Some of the most natural sets of data obey Benford’s law extremely well. Take, for example, the powers of 2, which are generated by multiplying the previous number by 2, giving the sequence 1,2,4,8,16,32,… Considering the first 100 powers of 2 gives the following data:
First Digit | No. of times it appears | Percentage |
1 | 30 | 30% |
2 | 17 | 17% |
3 | 13 | 13% |
4 | 10 | 10% |
5 | 7 | 7% |
6 | 7 | 7% |
7 | 6 | 6% |
8 | 5 | 5% |
9 | 5 | 5% |
As you can see that this fits Benford’s law pretty well, and taking many more powers in the sequence actually increases this accuracy. Other sequences, such as the Fibonacci numbers, the factorials, and the powers of nearly any whole number will in fact satisfy Benford’s law.
Now it’s probably around the point of the article where you’re starting to think along the lines of “Benford’s law might seem like a nice little observation about maths, but how can it help us in real-life?” Well, when people come up with fake data, they tend to pick data that is uniformly distributed, meaning each digit is equally likely to occur, or, if they are trying to be a bit smarter about it, perhaps normally distributed where the data is centred around a mean or average value. Below is an example of a normal distribution with mean 0 (notice the similarity in shape to the height data above):
However, a lot of financial data should in fact satisfy Benford’s law, so analysis of the first few digits of such data can help to detect fraudulent data sets in forensic accounting. This is seen in the Ben Affleck movie, ‘The Accountant’, and the Netflix series, ‘Ozark’, where the over-representation of certain digits is used to find fraudulent data.

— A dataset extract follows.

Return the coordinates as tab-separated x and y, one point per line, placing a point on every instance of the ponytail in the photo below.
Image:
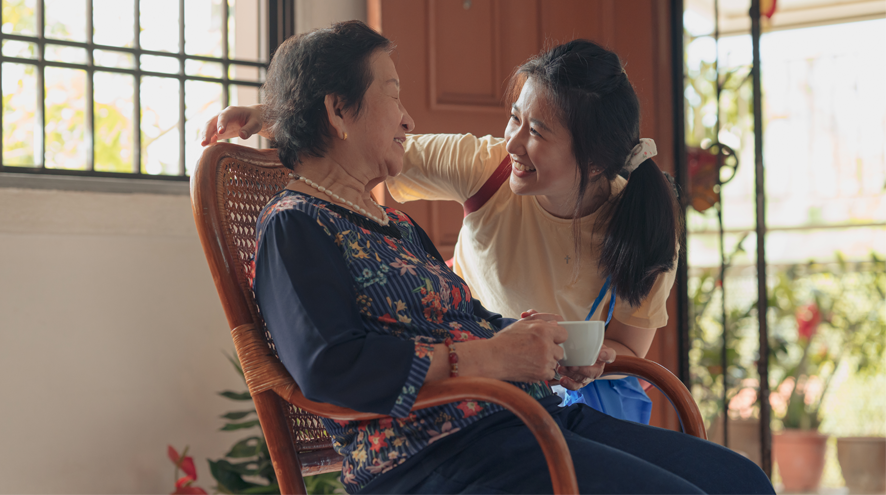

Very rarely, the fact that certain data should obey Benford’s law has even been used as evidence during criminal cases in the US, and some suggest that it proves electoral fraud in various elections worldwide, although many experts remain divided on whether or not Benford’s law should be used in this way. Most agree that Benford’s law can suggest that data is fake, but is not an automatic proof of guilt – in some cases there will be explanations as to why the data doesn’t behave as expected. However, in a time where streams of ‘fake news’ are being produced daily, who knows where Benford’s law might take us in the future?